L'esprit d'Alk bouillonnait. Ses souvenirs, auxquels il essayait vainement de ne plus penser depuis quelques jours, remontaient inévitablement à la surface. Il se souvint avoir ouvert les yeux sur un ciel bleu démuni de tout nuage. Il avait alors connaissance de tout mais ne comprenait pas encore qui il était. Son Père, son Créateur, ne vint même pas le lui expliquer ce fut Adam, à ses côtés, qui lui apprit la vie. Il lui avait avoué que c'était lui qui l'avait souhaité et quémandé à Dieu. Il l'avait aimé dès le premier instant. Il était là pour lui et Adam en retour représentait tout pour lui.

Il avait découvert peu à peu le monde. Adam savait manier à merveille la terre sur laquelle ils vivaient pour leur apporter de la nourriture. Lui ne pouvait qu'enflammer les objets. Les nuits fraîches, cela s'avérait utile le reste du temps, il avait l'impression de ne servir à rien. Il se nourrissait de l'amour qu'il portait à Adam et c'était tout. Même lorsqu'Adam lui offrait toutes sortes de cadeaux qu'il fabriquait lui-même à partir de la terre, lui n'avait rien à lui donner en retour. Quelque part, la naissance de Lilith l'avait sorti de ce cycle morne et dépourvu de futur…

— Où est ton compagnon ? peina-t-il à formuler.

Inquiète, Ève ne lui répondit pas immédiatement et cela ne fit qu'énerver davantage le démon.

— Répond ! gronda-t-il avec violence.

Elle poussa un petit cri de détresse et l'informa en pleurant :

— A-Adam est dans les montagnes… I-il chasse…

— Quand revient-il ?

— Ce soir, déglutit-elle.

Alk sourit, faussement amical, et l'interrogea :

— Tu m'as l'air bien mûre… À combien de mois es-tu ?

— Presque neuf mois, avoua-t-elle avec une retenue craintive.
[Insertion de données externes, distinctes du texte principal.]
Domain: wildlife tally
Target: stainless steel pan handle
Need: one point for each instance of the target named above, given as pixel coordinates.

— Parfait, sourit-il avant de la pousser brutalement.

La jeune femme tomba à terre en hurlant de surprise. La peur et la douleur provoquèrent le travail. Elle se contracta, criant sa douleur sous les contractions. Alk s'agenouilla alors devant elle et lui murmura à l'oreille :

— Tu vois, malheureusement, je ne pourrais pas te dévorer tant que tu restes vivante…

Il lui trancha la gorge de ses ongles noirs et vit le sang couler abondamment. Ève hoqueta, ne parvenant plus à respirer. Alk attendit, pour une fois avec impatience, que le dernier souffle soit rendu. Lorsque ce fut le cas, il vit son âme commencer à flotter, un halo à peine plus élevé au-dessus de la chair, se détachant peu à peu de son enveloppe corporelle. Prêt à s'en emparer, il aspira goulûment l'essence de sa vie. Loin d'en être totalement satisfait, il utilisa ses mains pour ouvrir le ventre de la femme. Le bébé, mort par asphyxie, semblait flotter dans son cocon mi-laiteux mi-ensanglanté. Il déchira le placenta avec ses dents et arracha l'enfant du corps de sa mère. Sans un égard pour lui, il le jeta à terre, prenant plaisir à entendre quelques os se briser sous la force du coup. Il s'embrasa alors et se glissa à l'intérieur du corps de la femme, carbonisant au passage le nourrisson.

Satisfait de son ignominie, il laissa bien en évidence les corps calcinés et attendit dans la maison le retour d'Adam.

Dans les monts inhabités les plus éloignés, une femme de toute beauté parcourait de son pas gracieux des galeries de roches. Elle prit un embranchement, longea un couloir s'étalant à perte de vue puis tourna à nouveau. Enfin elle parvint à une salle basse où trônait en son centre le Maître des lieux. Affalé sur son siège, Satan copulait avec une de ses nombreuses captives humaines qui lui donnera probablement une descendance prête à voler la place des hommes à peine nés. Polie, elle attendit dans un coin que le dieu termine son affaire.

— Ton rapport, belle Lilith.

— La seule création dont Votre frère est fier a finie aux mains de Votre serviteur Alk.

— Oh ? Lui aurais-tu donné quelques cours de séduction, femme ? plaisanta le Seigneur des démons.

— Non, il l'a tué lorsqu'Adam a refusé de le suivre après avoir découvert le corps sans vie de son aimée.